DUARTE, Calif., Dec. 1, 2022 – Prolacta Bioscience®, the world’s leading hospital provider of 100% human milk-based nutritional products for critically ill, premature infants, announced today that two members of the Prolacta Clinical Advisory Board (PCAB) will present a webinar for clinicians who care for preterm infants titled “Improved Growth Metrics for Preterm Infants Supported With a Human Milk Diet” on Thursday, Dec. 1, at 9 a.m.

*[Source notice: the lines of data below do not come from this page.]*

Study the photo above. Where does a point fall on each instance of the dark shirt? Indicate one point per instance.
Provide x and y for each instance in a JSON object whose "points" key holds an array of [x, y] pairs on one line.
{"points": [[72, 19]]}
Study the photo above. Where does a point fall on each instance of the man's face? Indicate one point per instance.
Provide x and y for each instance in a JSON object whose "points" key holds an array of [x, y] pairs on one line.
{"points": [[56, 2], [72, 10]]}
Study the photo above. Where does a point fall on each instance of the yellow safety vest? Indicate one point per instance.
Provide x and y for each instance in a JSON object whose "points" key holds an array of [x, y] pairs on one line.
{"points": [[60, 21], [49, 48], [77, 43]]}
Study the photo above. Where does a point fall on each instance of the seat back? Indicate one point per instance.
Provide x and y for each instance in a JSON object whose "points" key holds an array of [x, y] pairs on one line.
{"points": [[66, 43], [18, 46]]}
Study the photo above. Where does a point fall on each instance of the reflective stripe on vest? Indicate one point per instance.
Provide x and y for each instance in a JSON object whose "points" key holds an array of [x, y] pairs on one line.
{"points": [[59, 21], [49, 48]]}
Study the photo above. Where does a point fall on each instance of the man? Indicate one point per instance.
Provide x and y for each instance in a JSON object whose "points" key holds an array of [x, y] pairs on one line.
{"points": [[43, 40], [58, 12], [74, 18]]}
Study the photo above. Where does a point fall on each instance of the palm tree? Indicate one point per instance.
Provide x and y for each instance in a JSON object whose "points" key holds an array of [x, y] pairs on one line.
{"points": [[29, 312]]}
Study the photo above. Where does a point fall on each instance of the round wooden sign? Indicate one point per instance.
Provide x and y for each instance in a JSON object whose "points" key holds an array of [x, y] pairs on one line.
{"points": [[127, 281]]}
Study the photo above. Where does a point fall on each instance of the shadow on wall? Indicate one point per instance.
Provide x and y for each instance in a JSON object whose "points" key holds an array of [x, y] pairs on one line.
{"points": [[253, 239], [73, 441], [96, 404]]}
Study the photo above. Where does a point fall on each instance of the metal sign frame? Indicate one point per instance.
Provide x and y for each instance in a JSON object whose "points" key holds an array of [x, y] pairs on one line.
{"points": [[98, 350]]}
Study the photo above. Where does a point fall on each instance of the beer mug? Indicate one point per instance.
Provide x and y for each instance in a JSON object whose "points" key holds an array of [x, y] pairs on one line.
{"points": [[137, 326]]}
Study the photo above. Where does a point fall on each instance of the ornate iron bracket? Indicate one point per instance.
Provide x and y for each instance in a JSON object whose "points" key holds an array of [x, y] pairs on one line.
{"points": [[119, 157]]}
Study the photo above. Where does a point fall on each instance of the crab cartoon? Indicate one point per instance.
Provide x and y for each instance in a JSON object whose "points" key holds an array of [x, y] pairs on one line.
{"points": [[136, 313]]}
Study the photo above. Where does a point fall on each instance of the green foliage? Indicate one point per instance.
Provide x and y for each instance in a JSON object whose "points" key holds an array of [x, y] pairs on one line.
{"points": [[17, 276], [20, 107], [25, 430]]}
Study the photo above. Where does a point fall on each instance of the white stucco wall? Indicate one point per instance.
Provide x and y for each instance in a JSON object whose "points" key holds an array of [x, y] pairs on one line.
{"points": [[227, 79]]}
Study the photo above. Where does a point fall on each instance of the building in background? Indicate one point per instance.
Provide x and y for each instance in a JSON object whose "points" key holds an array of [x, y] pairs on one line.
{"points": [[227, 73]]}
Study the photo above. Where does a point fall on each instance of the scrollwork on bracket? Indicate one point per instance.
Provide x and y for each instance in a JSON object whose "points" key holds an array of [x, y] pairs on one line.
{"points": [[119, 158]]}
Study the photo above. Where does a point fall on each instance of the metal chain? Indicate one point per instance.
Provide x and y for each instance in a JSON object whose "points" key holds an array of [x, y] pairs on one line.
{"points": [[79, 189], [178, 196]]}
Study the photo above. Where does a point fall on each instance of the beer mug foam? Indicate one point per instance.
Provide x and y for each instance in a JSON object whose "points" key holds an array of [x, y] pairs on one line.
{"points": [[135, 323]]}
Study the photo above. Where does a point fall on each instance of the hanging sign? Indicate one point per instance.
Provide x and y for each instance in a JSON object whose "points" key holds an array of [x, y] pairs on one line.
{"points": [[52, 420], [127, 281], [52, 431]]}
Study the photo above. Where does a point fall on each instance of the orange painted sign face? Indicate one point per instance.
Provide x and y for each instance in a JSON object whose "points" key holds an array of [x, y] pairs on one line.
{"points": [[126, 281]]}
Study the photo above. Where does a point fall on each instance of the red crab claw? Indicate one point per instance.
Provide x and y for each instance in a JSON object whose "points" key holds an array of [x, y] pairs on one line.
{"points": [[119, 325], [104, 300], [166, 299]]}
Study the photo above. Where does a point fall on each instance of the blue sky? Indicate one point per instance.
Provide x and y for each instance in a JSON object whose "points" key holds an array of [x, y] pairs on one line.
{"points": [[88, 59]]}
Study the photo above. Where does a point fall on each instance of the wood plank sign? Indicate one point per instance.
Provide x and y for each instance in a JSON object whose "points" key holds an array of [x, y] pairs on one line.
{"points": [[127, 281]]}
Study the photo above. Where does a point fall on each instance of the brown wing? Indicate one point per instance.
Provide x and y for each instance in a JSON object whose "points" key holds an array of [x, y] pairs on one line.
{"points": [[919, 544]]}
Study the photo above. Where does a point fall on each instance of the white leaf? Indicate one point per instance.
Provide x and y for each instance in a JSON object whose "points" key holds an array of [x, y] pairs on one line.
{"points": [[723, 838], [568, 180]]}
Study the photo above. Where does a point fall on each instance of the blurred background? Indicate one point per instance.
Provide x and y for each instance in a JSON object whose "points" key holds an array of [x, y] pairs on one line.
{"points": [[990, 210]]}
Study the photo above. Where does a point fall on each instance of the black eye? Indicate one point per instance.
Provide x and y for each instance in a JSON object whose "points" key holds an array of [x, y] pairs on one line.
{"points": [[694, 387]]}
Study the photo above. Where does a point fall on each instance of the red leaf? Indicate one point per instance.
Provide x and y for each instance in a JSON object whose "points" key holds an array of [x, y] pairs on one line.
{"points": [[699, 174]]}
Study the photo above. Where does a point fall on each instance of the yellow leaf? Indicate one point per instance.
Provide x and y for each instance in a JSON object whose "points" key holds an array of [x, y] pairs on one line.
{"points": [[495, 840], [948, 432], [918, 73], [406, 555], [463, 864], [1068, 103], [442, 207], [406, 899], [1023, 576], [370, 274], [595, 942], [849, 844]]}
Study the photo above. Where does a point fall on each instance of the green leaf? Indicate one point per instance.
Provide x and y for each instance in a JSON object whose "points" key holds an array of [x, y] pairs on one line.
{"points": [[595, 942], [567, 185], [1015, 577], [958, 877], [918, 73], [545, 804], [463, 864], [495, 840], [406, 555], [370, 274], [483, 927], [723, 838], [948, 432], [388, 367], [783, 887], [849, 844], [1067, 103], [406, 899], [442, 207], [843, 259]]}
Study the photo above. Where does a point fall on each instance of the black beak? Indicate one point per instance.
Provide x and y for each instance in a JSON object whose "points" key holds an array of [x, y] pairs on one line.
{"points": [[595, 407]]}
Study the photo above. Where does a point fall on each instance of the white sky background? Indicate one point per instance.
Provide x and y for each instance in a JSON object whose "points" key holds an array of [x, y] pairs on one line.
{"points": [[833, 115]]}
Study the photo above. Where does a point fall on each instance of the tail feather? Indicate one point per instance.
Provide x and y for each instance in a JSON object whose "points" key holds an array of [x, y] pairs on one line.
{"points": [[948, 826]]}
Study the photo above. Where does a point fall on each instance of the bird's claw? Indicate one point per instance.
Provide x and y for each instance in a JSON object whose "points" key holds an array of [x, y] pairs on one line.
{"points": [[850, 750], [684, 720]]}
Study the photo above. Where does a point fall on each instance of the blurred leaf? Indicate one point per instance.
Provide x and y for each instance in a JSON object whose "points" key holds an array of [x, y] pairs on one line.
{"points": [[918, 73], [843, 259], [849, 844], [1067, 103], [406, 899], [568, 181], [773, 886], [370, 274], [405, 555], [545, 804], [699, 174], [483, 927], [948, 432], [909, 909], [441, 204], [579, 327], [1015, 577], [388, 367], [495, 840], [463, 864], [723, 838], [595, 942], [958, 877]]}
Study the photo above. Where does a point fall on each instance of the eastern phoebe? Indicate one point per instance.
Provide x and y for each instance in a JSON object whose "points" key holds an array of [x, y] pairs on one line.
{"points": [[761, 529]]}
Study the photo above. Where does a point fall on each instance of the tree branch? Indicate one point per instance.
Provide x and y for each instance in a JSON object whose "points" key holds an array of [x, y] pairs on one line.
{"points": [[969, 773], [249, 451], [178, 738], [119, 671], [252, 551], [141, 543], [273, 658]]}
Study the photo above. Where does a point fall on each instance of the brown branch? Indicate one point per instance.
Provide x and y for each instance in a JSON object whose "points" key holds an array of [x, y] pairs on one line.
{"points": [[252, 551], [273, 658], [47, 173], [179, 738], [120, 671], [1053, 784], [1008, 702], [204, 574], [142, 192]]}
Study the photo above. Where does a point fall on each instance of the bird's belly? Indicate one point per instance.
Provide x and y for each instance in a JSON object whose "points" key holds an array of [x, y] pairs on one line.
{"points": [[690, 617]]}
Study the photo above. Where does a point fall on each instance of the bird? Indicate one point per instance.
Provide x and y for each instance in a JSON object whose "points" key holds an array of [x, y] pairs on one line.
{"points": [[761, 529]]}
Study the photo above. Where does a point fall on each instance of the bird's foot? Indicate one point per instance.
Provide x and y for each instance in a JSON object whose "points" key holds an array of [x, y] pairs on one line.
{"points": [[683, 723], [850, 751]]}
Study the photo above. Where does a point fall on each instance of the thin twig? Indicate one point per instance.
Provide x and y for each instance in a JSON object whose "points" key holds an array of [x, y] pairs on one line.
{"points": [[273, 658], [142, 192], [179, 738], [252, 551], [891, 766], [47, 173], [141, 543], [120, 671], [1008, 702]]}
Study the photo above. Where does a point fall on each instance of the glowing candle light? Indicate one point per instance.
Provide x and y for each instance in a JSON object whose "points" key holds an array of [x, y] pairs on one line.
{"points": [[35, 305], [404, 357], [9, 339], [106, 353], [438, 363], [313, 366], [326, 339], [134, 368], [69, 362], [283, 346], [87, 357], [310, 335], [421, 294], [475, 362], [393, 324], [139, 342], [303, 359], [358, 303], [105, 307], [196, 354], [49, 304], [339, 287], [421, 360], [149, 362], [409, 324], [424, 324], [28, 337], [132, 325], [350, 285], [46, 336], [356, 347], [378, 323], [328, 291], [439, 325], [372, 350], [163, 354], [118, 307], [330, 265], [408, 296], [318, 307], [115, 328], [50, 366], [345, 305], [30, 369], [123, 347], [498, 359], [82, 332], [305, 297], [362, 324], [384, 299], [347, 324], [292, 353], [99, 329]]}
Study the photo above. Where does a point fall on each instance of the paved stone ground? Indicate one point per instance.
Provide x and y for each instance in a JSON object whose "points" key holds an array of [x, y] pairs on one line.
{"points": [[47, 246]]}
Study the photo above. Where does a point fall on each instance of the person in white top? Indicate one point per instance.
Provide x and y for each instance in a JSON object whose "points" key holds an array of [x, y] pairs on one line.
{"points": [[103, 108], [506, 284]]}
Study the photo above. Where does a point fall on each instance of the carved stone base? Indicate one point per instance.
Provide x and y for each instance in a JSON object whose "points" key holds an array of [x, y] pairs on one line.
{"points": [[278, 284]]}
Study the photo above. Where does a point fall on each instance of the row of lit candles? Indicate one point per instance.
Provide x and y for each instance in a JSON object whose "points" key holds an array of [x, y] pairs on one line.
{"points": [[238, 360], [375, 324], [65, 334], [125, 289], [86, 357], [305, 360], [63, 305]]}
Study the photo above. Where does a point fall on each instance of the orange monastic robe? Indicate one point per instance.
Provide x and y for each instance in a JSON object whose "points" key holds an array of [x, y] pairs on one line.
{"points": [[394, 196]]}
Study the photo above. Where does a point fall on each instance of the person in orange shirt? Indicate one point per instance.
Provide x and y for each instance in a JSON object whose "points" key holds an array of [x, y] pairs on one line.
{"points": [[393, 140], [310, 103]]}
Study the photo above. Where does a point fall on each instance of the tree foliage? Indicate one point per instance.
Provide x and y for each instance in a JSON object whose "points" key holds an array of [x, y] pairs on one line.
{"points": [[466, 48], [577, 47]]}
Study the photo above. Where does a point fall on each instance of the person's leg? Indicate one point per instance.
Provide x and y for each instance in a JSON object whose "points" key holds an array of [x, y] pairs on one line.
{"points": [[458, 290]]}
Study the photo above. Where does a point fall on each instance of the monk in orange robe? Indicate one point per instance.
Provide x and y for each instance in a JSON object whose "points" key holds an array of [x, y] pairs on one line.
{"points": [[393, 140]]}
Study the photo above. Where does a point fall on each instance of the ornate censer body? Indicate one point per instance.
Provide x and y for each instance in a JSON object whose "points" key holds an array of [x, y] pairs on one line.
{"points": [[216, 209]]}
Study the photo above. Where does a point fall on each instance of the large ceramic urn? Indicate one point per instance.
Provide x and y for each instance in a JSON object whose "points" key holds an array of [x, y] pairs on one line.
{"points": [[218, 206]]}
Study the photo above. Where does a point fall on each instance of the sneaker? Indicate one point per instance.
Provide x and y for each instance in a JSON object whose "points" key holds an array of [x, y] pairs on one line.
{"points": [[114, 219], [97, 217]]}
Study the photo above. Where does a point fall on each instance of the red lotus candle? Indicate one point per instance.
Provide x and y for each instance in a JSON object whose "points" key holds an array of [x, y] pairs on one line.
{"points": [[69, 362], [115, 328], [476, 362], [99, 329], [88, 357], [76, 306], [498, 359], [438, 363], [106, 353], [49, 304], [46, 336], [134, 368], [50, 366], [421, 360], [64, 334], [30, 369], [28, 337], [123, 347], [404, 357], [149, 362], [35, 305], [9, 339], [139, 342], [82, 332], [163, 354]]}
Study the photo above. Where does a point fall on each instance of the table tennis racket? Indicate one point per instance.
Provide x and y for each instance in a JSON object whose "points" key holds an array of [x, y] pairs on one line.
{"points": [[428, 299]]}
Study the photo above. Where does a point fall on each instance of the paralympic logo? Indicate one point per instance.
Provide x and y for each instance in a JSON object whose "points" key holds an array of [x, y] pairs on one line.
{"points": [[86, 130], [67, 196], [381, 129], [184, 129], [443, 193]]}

PT.

The webinar will:

  • Identify why growth matters and what barriers exist to accurate assessment/reporting
  • Explain the factors that impact growth in premature infants
  • Help clinicians understand the impact of an Exclusive Human Milk Diet (EHMD) on growth metrics and neurodevelopmental outcomes

“This webinar will provide clinicians with high-quality education on this vulnerable patient population’s unique nutritional needs, especially around supporting growth — one of the top concerns for these fragile patients,” said Melinda Elliott, chief medical officer of Prolacta and a practicing neonatologist. “With the ever-growing body of scientific research showing the short- and long-term benefits of an EHMD, Prolacta is committed to providing clinicians with the knowledge and tools to improve patient outcomes.”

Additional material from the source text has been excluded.